Chemotherapy is used to treat several forms of cancer. Chemotherapy drugs are cytotoxic drugs that halt tumor cell growth and induce tumor cell death to help treat and shrink the tumor. There are a number of classes of chemotherapy drugs with distinct mechanisms of action, but all share the ability to kill rapidly proliferating cells. Use of chemotherapy leads to a number of effects, positive and negative, in cancer therapy.
Systemic Cancer Cell Death
A positive effect of chemotherapy treatment is that the drug is effective throughout the entire body. Other cancer treatment options like surgery can effectively remove a tumor, but may miss cancer cells that have invaded other tissue in a process called metastasis. Metastatic tumors can travel throughout the body and form tumors in distant organs, leading to a number of effects that are not treated by removing the original tumor. The American Cancer Society reports that most patients who die from cancer have distant metastases, and these distant tumors are usually the cause of death.
Chemotherapy drugs travel throughout the entire body and target any rapidly proliferating cell. This means that chemotherapy can target and kill cancer cells left behind after surgery or other cancer therapies.
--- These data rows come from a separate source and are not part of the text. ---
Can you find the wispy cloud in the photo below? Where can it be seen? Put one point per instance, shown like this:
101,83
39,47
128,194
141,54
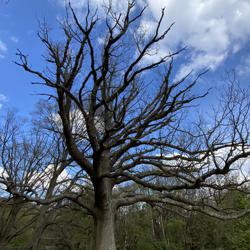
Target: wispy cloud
211,29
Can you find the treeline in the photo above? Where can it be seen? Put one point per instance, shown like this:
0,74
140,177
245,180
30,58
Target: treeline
139,227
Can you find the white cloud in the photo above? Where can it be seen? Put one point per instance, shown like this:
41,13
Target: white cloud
14,39
212,29
243,69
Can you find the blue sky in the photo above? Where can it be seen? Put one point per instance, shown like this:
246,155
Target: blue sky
216,32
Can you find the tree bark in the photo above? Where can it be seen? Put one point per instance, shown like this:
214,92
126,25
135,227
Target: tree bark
104,230
104,208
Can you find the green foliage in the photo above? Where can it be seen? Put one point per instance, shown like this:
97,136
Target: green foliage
142,227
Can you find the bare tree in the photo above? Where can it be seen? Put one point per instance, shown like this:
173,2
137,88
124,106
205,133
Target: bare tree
135,135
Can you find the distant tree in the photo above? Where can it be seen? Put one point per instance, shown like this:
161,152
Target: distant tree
128,123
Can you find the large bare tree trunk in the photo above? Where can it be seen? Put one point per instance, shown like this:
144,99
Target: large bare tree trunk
104,230
104,209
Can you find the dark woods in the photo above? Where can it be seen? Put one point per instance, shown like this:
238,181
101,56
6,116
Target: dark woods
117,157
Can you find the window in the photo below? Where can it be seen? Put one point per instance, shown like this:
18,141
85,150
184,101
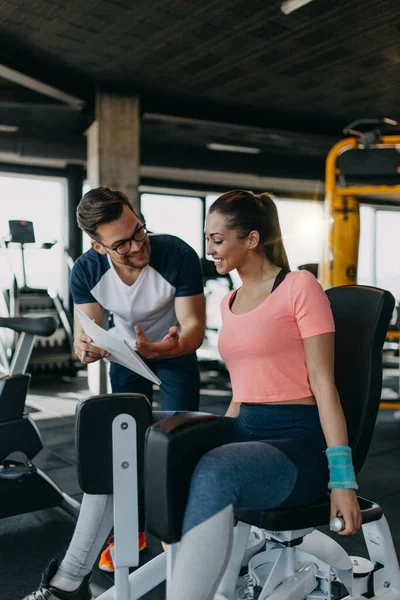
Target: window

For this reason, chemotherapy can be effective in treating metastatic cancers.
Skin Rashes
Since chemotherapy targets any rapidly proliferating cell, chemotherapy can also have a number of negative effects on the body. A common effect of chemotherapy is the development of rashes and lesions over the course of treatment. The skin is made up of a number of cell types, and undergoes constant renewal that depends on the proliferation of skin precursor cells. The precursor cells, found deep within the skin and in the hair follicles, develop into mature skin cells as they approach the surface of the skin, and they are eventually sloughed off.
The proliferating precursor cells are targeted by chemotherapy drugs, and the decrease in precursor cells leads to delayed and inhibited wound healing--a process that requires cell proliferation. As a result, patients may develop rashes or skin lesions due to an inability of the skin to heal itself. The University of Virginia Health System lists methotrexate, sorafinib and docetaxel as examples of chemotherapy drugs that can cause rashes.
Vulnerability to Infection
Another negative effect of chemotherapy is the development of a condition called neutropenia, which leaves a patient vulnerable to infection. Neutropenia is caused by low levels of white blood cells. These cells develop from a population of blood stem cells within the bone marrow, a continually proliferating set of stem cells that can mature to form white and red blood cells, as well as other cells in the blood. Bone marrow stem cells are targeted by chemotherapy and do not produce enough white blood cells. Since the blood cells help make up the immune system, patients with low white blood cell counts are vulnerable to infection and disease. The Neutropenia Support Association notes that the use of certain therapeutics over the course of chemotherapy treatment can help alleviate neutropenia and protect the patient from infection.